Ces propos ont été tenu hier soir au Sénat alors que les élus commençaient l’examen de la proposition de loi du sénateur Jean-Pierre Fourcade modifiant certaines dispositions de la loi HPST. Le compte-rendu des débats est disponible sur le site de la Haute Assemblée.

Pour que vous puissiez vous faire votre propre opinion sur le revirement de situation, je vous propose ci-dessous quelques extraits significatifs des débats :

M. Jean-Pierre Fourcade [expliquant les raisons de la proposition de loi] :

"… certaines imperfections, certaines décisions du Conseil constitutionnel, observations du Conseil d'État ou demandes de syndicats de médecins [libéraux] et hospitaliers m’ont convaincu qu'il fallait préciser les choses afin que chacun accepte mieux la réforme."

M. Xavier Bertrand [prenant la parole en suivant] :

"La loi HPST visait à mettre en place une offre de soins de qualité et accessibles à tous. Des difficultés sont apparues ; le Gouvernement soutient donc la démarche de M. Fourcade…Ce texte était très attendu. Un amendement à la proposition de loi bioéthique visait à supprimer l'ordonnance de biologie. Il n'en est pas question, même s'il faut revoir cette ordonnance. Je tiens à rassurer les professionnels.
Le Gouvernement soutient ce texte. (Applaudissements à droite)"

M. Gilbert Barbier : [au cours de la discussion]

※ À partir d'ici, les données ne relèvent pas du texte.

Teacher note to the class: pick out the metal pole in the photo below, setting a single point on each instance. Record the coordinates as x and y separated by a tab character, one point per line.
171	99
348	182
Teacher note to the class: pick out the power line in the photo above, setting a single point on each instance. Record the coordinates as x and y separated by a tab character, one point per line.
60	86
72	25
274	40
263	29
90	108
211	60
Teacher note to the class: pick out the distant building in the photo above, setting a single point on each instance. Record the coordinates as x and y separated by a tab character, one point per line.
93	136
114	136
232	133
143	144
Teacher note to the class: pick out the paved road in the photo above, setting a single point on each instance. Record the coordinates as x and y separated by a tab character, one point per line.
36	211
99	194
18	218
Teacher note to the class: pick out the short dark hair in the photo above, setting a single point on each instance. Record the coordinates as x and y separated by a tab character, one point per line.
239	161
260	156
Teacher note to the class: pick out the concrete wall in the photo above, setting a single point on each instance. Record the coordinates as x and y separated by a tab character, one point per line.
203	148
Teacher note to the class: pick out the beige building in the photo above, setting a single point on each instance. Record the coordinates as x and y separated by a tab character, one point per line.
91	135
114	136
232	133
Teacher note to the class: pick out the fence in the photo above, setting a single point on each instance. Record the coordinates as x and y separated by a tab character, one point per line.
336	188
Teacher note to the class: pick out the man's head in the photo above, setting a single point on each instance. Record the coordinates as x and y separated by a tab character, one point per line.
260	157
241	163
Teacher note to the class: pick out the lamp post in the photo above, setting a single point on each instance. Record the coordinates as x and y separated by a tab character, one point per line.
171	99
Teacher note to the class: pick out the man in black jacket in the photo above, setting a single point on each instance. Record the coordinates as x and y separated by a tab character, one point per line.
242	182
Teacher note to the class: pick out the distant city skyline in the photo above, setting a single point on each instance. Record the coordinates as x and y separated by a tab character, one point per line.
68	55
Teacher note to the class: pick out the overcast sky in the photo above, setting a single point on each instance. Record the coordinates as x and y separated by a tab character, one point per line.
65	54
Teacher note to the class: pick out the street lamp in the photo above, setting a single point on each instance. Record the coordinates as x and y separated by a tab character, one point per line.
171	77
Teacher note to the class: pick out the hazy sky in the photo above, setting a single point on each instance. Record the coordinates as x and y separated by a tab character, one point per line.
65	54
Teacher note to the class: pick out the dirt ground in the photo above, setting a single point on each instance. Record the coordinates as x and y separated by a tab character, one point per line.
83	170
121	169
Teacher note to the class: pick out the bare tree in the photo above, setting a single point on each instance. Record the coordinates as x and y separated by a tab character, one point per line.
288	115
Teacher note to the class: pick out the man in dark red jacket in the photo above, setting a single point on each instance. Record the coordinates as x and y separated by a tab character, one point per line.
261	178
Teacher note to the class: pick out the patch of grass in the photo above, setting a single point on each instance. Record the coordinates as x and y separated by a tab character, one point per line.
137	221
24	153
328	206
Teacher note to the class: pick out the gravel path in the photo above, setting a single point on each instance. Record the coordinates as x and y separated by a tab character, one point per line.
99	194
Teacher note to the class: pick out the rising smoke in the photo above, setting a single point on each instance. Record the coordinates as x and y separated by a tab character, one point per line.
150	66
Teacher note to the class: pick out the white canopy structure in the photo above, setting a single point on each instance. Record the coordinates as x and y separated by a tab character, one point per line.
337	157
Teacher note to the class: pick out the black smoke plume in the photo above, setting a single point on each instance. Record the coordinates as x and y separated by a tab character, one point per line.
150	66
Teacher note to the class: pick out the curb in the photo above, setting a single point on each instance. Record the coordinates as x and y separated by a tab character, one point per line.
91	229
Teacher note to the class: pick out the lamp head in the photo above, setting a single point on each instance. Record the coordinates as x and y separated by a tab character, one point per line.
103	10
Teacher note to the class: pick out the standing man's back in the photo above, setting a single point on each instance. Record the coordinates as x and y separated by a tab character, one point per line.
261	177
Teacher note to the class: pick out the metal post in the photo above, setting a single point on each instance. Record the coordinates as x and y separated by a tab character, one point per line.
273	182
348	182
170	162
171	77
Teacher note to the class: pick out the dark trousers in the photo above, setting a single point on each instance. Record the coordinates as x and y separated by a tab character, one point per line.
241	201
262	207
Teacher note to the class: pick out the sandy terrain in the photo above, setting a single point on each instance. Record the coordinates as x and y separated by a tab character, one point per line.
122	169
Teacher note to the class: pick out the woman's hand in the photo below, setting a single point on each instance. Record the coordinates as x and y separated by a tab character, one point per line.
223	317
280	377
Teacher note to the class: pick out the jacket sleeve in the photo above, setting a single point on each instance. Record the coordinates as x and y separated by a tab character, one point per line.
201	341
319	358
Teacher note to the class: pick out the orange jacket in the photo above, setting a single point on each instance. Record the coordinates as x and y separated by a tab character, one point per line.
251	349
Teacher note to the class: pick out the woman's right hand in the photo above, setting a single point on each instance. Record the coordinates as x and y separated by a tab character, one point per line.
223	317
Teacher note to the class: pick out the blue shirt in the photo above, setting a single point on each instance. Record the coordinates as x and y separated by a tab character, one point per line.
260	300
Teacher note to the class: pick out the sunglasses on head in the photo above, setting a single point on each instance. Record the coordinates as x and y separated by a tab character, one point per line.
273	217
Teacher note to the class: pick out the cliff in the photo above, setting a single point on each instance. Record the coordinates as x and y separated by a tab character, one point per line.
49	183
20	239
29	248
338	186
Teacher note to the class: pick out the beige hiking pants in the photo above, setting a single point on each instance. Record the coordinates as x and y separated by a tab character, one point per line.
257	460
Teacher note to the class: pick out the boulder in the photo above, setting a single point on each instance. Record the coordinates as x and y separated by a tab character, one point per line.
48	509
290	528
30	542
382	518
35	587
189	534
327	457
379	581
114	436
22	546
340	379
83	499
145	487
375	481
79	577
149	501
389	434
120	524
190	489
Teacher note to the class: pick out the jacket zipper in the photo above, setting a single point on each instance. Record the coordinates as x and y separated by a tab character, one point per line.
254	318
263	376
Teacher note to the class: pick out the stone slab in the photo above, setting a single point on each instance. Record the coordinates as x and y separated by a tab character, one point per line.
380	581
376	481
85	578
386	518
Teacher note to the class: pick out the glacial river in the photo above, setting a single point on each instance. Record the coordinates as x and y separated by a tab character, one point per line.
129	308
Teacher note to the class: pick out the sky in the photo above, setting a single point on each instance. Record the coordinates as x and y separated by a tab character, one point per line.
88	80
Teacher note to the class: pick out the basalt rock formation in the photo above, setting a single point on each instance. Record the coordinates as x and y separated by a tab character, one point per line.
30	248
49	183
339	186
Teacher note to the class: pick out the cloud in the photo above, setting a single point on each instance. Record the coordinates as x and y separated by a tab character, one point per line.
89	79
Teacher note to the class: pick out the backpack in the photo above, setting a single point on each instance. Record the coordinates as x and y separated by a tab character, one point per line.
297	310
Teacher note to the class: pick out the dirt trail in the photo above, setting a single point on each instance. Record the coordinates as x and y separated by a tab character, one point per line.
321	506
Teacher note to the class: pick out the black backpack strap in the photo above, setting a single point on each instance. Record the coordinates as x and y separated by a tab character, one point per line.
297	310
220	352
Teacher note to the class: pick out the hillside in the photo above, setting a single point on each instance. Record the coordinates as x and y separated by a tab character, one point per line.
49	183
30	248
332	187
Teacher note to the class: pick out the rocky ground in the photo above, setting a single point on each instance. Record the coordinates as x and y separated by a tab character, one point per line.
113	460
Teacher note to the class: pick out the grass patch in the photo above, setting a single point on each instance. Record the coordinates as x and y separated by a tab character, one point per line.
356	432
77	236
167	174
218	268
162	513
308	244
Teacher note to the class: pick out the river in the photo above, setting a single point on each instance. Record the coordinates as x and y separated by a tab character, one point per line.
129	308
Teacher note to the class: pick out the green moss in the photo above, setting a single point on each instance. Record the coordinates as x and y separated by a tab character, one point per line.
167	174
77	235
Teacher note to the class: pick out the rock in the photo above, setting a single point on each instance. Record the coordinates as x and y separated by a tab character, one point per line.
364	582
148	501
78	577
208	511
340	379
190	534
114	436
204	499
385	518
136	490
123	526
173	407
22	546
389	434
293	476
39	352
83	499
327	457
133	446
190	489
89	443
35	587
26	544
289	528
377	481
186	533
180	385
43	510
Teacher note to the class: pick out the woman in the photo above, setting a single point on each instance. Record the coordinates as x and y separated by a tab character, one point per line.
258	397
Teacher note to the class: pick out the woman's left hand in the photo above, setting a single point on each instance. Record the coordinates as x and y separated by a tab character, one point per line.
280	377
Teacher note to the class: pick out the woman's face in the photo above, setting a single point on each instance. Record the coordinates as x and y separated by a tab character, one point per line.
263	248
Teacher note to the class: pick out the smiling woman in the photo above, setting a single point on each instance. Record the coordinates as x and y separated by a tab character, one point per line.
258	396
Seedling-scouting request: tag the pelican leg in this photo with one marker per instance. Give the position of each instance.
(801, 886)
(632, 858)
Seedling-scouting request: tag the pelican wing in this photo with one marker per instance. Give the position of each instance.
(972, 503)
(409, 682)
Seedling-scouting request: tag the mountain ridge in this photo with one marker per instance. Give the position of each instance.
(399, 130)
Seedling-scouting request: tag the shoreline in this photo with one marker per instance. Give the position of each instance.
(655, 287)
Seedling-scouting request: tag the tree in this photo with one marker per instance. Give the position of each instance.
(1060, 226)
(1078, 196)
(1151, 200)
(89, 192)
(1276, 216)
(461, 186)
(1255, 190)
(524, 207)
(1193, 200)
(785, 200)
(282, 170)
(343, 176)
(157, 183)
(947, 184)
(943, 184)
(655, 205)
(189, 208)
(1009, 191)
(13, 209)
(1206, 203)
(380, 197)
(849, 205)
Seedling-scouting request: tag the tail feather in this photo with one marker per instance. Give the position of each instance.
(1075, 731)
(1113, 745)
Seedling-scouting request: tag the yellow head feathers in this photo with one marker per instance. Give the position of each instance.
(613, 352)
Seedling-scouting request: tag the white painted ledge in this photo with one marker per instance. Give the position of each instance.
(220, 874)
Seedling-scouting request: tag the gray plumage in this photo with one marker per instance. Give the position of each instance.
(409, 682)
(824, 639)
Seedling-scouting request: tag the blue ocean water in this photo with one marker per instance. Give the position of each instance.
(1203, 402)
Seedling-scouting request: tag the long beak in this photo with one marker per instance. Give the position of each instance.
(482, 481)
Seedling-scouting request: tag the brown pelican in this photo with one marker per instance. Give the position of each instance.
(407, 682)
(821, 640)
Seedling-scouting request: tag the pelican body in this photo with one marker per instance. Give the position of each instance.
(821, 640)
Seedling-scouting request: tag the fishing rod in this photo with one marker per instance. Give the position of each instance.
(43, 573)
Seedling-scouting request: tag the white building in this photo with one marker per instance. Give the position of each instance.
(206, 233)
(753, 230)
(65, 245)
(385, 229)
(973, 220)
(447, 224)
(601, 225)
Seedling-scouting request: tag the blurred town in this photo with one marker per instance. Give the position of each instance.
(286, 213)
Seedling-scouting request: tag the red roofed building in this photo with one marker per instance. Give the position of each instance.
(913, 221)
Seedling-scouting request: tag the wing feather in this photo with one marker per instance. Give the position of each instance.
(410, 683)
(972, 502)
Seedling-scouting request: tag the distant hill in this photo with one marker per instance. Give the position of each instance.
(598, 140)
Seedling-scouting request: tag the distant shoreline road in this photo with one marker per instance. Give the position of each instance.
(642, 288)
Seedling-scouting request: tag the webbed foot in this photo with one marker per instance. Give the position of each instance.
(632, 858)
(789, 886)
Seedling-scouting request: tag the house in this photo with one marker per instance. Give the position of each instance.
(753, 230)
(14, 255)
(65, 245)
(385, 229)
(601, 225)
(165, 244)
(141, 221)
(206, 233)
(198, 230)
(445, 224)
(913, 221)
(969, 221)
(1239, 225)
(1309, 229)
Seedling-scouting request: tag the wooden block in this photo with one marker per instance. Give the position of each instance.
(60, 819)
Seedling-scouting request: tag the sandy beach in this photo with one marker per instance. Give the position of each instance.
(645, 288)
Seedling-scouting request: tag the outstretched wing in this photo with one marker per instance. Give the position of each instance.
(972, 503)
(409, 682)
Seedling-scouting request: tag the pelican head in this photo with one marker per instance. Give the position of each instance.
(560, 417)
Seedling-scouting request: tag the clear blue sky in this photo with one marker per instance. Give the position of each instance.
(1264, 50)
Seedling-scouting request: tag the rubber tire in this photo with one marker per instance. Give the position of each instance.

"…Un mot sur les conditions d'exercice de la profession de biologiste médical, strictement encadrée. On voudrait créer une troisième voie d'accès pour les personnels hospitaliers. Mais les chercheurs tendent à se coopter. Pourquoi avoir remis en cause la réforme de la biologie médicale, mûrie pendant deux ans ? (Applaudissements sur divers bancs)"

Le bon sens a prévalu. Il ne pouvait être question de supprimer une ordonnance  qui régit un important secteur de soins (ordonnance de 2010 et  loi de 1975 abrogées, la biologie médicale aurait ainsi perdu tout cadre législatif et réglementaire) mais tout laisse penser que l'abrogation votée la semaine dernière par les députés était une habile manœuvre pour en renégocier le contenu. Il se murmure que si l'initiateur de la réforme, M. Ballereau avait été plus ouvert à certaines requêtes, l'ordonnance n'aurait pas été aussi rudement malmenée. Le contexte politique n'est pas non plus étranger à ce revirement.